La Corte di Appello, in primo luogo, non ha ‘travisato gli atti processuali’ negando l’esistenza di motivi di appello. Ha ritenuto l’appello ‘infondato’ e dopo averne esaminato le ragioni, l’ha ‘rigettato’ dicendo che la sentenza non era stata ‘utilmente’ gravata ossia che i motivi di appello non erano utili allo scopo.
Dal punto di vista motivazionale poi, la sentenza si sottrae ad ogni censura. Premesso che il ricorrente denuncia l’ ‘inadeguatezza’ della motivazione laddove, con la riformulazione dell’art. 360, primo comma, n. 5, cod. proc. civ., disposta dall’art. 54 del d.l. 22 giugno 2012, n. 83, conv. in legge 7 agosto 2012, n. 134, il sindacato di legittimità sulla motivazione è ridotto al “minimo costituzionale”, restandone esclusa la rilevanza del semplice difetto di “sufficienza” -o così di inadeguatezza- della motivazione (v. Cass. 8054/2014), la motivazione della sentenza impugnata è effettiva, scevra da contraddizioni (irriducibili), perfettamente comprensibile: vi si osserva -come già più volte ricordato- che il Tribunale aveva ben dichiarata la decadenza del ricorrente dalla garanzia prestata dalle controricorrenti, ai sensi dell’art. 1957 c.c. posto che egli era rimasto inerte per anni dopo che si era verificata l’unica condizione sospensiva prevista nei preliminari e nel contratto di cessione dei preliminari -la ultimazione e
l’accatastamento dei box – entro sei mesi dalla quale avrebbe dovuto essere adempiuto dalla Zeffiro l’obbligo di trasferimento;
6. con il quarto motivo di ricorso si lamenta ‘erroneità della sentenza per mancato esame di fatti decisivi, risultanti da atti e documenti di causa, che hanno provocato travisamento del fatto (art. 360, primo comma, n. 5, c.p.c.) nonché violazione dell’art. 345 c.p.c. (art. 360, primo comma, n. 3, c.p.c.)’;
7. il motivo è inammissibile.
In primo luogo vale anche in relazione a questo motivo la preclusione per ‘doppia conforme’ a cui si è fatto riferimento sopra riguardo al secondo motivo di ricorso: ai sensi dell’art. 348 ter, comma 5, c.p.c., è escluso che possa essere impugnata ex art. 360, comma 1, n. 5, c.p.c. la sentenza di appello “che conferma la decisione di primo grado”.

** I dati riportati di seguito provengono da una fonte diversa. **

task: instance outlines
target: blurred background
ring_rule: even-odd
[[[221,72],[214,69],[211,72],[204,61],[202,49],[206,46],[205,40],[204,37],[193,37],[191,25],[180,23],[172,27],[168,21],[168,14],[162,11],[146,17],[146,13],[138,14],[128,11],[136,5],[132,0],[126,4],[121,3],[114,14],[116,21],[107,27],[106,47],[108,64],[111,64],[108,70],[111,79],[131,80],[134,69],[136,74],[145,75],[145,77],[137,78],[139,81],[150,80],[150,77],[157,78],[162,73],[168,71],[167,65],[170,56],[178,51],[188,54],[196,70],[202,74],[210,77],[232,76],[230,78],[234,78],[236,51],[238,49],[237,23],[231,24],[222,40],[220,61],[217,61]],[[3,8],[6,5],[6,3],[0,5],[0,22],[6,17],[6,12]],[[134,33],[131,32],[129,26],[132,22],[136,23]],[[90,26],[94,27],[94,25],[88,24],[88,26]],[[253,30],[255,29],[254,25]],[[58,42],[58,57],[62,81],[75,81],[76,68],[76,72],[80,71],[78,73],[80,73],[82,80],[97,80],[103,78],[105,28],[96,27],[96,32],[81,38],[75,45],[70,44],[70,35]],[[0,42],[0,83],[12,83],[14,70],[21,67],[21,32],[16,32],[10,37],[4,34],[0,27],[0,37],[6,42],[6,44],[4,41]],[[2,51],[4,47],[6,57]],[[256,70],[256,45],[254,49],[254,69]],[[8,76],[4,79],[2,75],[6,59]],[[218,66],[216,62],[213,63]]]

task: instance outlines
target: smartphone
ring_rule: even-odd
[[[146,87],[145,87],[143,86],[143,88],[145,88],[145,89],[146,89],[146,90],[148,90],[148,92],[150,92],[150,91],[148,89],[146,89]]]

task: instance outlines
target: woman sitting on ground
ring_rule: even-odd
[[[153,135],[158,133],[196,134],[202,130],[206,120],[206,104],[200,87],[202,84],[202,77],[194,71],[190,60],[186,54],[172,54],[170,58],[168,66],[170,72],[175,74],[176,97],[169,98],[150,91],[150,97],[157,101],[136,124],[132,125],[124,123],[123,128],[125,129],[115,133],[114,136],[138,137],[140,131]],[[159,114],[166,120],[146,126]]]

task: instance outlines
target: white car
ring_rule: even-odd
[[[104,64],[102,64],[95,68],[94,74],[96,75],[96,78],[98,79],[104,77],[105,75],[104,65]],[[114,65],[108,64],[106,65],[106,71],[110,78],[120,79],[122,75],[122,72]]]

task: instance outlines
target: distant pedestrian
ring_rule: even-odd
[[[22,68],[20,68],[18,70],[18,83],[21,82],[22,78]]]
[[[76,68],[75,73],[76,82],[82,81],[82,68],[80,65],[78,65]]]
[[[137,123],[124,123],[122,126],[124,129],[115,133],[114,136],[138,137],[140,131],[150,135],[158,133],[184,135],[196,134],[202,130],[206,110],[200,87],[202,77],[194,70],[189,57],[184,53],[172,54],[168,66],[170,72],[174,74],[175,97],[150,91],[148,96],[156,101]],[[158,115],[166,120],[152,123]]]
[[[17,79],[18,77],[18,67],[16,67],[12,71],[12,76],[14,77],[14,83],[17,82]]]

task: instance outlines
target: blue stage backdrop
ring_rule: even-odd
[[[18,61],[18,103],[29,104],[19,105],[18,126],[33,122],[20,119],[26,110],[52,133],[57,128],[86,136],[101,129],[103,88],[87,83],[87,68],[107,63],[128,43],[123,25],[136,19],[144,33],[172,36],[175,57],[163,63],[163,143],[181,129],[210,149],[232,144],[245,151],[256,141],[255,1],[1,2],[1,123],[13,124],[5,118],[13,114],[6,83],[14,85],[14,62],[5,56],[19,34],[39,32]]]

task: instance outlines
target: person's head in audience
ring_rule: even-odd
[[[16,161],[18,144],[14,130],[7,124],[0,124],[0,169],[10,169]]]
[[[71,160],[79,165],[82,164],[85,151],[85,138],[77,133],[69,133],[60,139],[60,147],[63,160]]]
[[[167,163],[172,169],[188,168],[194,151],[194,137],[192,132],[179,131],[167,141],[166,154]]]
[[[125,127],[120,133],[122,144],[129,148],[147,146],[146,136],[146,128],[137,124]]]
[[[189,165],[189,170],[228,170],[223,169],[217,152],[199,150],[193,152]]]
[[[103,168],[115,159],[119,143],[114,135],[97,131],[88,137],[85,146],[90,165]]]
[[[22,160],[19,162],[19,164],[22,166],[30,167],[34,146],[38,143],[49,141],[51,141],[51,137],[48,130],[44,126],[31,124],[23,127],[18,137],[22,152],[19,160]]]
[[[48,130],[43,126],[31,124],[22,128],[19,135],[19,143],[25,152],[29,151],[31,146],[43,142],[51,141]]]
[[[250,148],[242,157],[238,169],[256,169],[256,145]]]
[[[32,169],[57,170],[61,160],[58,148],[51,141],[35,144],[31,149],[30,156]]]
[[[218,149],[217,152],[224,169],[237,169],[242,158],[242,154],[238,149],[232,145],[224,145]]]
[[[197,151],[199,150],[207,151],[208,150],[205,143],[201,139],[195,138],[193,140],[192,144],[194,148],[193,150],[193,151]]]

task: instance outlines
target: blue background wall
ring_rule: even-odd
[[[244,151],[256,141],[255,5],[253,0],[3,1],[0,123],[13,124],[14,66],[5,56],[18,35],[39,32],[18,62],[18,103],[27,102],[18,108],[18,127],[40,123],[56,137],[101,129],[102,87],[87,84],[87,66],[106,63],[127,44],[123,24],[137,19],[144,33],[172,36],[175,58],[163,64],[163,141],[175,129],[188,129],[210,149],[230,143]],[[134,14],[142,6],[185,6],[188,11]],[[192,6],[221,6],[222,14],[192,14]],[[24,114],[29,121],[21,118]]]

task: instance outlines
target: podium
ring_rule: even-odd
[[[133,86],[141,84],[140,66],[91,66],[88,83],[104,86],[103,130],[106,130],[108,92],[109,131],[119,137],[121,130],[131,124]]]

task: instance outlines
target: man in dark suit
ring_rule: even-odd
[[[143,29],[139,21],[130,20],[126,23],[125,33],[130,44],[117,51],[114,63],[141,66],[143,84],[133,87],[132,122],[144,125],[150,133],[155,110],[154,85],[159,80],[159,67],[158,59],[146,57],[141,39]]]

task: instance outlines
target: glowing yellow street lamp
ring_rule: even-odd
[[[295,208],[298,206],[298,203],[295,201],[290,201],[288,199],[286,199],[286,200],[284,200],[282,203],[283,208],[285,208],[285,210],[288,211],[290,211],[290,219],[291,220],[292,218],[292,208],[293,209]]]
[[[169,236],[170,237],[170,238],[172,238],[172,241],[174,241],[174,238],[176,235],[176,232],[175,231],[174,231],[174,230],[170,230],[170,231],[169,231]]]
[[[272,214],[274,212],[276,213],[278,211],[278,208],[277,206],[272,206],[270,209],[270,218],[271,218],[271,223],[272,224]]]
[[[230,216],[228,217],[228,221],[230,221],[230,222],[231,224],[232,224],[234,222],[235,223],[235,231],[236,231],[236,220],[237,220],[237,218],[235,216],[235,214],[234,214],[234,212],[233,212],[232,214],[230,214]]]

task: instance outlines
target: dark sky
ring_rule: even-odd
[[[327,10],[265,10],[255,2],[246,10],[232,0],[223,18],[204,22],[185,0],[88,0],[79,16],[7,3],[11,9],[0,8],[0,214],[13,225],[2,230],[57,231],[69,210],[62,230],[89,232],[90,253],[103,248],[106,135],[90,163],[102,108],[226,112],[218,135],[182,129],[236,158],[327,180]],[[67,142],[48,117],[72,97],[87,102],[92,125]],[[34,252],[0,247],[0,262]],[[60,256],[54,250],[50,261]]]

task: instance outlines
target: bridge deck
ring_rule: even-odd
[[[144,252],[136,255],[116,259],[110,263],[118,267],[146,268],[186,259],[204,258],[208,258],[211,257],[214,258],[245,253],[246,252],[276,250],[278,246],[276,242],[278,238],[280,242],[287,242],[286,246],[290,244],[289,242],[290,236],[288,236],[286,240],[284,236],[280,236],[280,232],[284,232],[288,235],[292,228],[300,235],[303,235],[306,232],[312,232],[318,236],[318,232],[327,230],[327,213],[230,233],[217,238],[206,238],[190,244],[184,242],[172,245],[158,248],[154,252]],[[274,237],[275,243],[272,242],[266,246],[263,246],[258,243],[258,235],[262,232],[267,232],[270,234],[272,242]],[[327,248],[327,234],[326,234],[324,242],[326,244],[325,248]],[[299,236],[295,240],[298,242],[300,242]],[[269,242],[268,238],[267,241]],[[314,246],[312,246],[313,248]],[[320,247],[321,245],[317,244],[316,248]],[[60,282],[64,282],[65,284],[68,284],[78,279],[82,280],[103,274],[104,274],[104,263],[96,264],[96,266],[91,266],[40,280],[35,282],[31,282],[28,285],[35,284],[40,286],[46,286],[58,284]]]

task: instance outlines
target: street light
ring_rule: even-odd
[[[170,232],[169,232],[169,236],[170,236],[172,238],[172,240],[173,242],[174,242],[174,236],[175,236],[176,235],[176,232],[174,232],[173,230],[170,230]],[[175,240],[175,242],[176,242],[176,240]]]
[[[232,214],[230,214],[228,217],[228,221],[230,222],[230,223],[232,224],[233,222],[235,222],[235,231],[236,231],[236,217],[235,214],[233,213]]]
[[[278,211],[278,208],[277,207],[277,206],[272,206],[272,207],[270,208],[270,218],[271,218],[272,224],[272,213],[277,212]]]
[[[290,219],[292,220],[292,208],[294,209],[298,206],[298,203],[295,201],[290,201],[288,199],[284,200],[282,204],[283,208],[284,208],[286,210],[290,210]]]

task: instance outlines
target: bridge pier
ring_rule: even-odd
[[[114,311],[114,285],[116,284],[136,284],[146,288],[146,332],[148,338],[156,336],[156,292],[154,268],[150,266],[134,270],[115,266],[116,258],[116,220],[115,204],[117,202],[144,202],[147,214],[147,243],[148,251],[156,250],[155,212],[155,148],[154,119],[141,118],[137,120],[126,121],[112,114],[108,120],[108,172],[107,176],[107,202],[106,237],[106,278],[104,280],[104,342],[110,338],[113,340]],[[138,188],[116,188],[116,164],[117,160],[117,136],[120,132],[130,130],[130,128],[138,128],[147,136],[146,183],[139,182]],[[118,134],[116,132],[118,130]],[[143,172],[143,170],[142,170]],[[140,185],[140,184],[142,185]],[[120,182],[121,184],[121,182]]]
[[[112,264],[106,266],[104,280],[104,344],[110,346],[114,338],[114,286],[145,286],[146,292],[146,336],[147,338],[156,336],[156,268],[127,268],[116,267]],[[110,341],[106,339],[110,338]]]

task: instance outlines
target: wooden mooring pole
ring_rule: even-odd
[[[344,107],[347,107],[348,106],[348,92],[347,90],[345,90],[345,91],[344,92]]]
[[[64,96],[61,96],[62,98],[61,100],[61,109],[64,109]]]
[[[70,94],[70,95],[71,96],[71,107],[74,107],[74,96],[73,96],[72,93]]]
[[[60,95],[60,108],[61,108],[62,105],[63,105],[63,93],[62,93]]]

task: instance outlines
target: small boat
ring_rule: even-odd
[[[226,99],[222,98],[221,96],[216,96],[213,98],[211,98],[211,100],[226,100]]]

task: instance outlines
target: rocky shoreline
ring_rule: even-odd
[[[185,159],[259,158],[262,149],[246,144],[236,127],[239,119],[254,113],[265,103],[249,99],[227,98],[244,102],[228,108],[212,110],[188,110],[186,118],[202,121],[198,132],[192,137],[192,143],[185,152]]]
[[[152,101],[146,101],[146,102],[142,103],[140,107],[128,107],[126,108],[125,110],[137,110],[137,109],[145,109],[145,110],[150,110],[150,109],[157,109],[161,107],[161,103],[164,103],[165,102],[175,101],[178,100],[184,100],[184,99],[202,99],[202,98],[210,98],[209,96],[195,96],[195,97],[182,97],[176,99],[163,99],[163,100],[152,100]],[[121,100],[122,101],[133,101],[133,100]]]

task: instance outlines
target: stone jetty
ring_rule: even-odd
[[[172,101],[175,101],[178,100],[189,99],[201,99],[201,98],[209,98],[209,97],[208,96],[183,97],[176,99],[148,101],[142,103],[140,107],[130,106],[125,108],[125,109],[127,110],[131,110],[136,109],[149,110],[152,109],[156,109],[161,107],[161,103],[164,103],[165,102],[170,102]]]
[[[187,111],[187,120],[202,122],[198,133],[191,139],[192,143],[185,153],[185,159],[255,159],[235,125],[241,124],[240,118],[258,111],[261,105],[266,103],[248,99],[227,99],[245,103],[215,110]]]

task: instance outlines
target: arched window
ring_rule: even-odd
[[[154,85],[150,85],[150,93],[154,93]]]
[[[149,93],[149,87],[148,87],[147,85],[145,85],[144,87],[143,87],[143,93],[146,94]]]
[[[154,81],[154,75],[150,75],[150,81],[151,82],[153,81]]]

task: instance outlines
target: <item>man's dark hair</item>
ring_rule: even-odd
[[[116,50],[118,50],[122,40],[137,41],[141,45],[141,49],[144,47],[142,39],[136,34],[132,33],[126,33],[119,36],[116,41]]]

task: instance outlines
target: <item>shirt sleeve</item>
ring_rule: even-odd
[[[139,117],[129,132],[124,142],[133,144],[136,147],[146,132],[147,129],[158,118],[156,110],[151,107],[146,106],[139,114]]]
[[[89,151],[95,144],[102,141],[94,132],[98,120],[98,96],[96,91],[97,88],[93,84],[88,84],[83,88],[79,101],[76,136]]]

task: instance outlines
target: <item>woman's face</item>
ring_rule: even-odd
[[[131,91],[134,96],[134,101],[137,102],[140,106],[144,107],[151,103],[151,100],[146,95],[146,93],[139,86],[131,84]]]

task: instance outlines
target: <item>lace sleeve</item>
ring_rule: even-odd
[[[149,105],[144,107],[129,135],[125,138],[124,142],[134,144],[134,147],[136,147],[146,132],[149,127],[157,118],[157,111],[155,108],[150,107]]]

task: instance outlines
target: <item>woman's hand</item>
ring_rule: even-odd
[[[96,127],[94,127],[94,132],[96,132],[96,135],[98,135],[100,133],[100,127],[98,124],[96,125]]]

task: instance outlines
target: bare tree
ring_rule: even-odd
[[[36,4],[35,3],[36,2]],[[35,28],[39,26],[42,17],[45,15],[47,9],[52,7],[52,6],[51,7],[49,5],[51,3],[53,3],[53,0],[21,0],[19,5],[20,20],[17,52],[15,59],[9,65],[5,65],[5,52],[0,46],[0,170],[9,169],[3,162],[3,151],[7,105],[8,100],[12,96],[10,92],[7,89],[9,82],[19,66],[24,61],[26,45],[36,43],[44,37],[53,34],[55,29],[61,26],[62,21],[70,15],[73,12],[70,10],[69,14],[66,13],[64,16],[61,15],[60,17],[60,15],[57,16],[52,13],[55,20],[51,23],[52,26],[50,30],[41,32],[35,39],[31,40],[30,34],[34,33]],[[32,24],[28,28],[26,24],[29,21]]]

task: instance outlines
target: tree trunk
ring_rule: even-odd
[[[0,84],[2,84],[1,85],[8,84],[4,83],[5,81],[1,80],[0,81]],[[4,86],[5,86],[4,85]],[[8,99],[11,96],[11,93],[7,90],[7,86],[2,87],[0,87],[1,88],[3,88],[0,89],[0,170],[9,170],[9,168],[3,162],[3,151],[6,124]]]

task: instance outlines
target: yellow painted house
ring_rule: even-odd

In secondo luogo, l’art. 360, comma 1, n. 5, c.p.c., nella formulazione risultante dalle modifiche introdotte dal d.l. n. 83 del 2012, conv. dalla l. n. 143 del 2012, prevede l'”omesso esame” come riferito ad “un fatto decisivo per il giudizio” ossia ad un preciso accadimento o una precisa circostanza in senso storico naturalistico, non assimilabile in alcun modo a “questioni” o “argomentazioni” che, pertanto, risultano irrilevanti, con conseguente inammissibilità delle censure irritualmente formulate (Cass Sez. 6 – 1, ordinanza n.2268 del 26/01/2022). Nel caso di specie, la parte ricorrente argomenta che, contrariamente a quanto affermato dalla Corte di Appello, non vi sarebbe stata un’unica condizione sospensiva dell’obbligo della Zeffiro di trasferire i box ma vi sarebbero state condizioni ulteriori.
In terzo luogo l’art. 345 c.p.c. è evocato nella rubrica del motivo senza tuttavia che l’evocazione sia seguita da alcun preciso sviluppo argomentativo;
8. con il quinto motivo di ricorso si lamenta ‘erroneità della sentenza per violazione degli artt. 1410, comma 2, 1957, 2932,
2944, 2945, 2966, 2967, 2943, 1406 ss, 1292 e ss. 1310, 2967 c.c. (art. 360, primo comma, n. 3, c.p.c.) nonché erroneità della sentenza per mancato esame di fatti decisivi, risultanti da atti e documenti di causa, che hanno provocato travisamento del fatto (art. 360, primo comma, n. 5, c.p.c.) nonché violazione dell’art. 345 c.p.c. (art. 360, primo comma, n. 3, c.p.c.)’.
Il motivo è indirizzato contro l’affermazione finale della sentenza impugnata, in cui la Corte di Appello, tirando le fila delle osservazioni svolte per ribadire l’accertamento del giudice di primo grado in ordine alla intervenuta decadenza del ricorrente dalla garanzia fideiussoria, ha dichiarato ‘certo’ il fatto che era ‘decorso il semestre di cui all’art. 1957 c.c. gli obblighi delle sorelle COGNOME quali fideiussori erano cessati’;
9. Il motivo è inammissibile per le ragioni già espresse in riferimento ai motivi precedenti. Il ricorrente stesso qualifica il motivo ora in esame come ripropositivo dei precedenti laddove scrive, dapprima, che l’affermazione censurata è ‘sostanzialmente priva di autonoma valenza interpretativa ed è una sorta di rafforzativo di quanto affermato in precedenza’ e poi che ‘si ribadisce tutto quanto esposto nei precedenti quattro motivi rinviando a tutti gli atti e documenti sopra citati’;
10 in conclusione il ricorso deve essere rigettato;
11. le spese seguono la soccombenza;
PQM
la Corte rigetta il ricorso;
condanna il ricorrente a rifondere alle controricorrenti le spese del giudizio di legittimità, liquidate in € 7800,00, per compensi professionali, € 200,00 per esborsi oltre rimborso forfettario delle spese generali nella misura del 15% e altri accessori di legge se dovuti.
Ai sensi dell’art. 13, co. 1 quater del d.p.r. 115/2002, si dà atto della sussistenza dei presupposti per il versamento, ad opera del
ricorrente, dell’ulteriore importo a titolo di contributo unificato pari a quello dovuto per il ricorso, a norma del comma 1-bis dello stesso art. 13, se dovuto.
Così deciso in Roma 21 novembre 2024.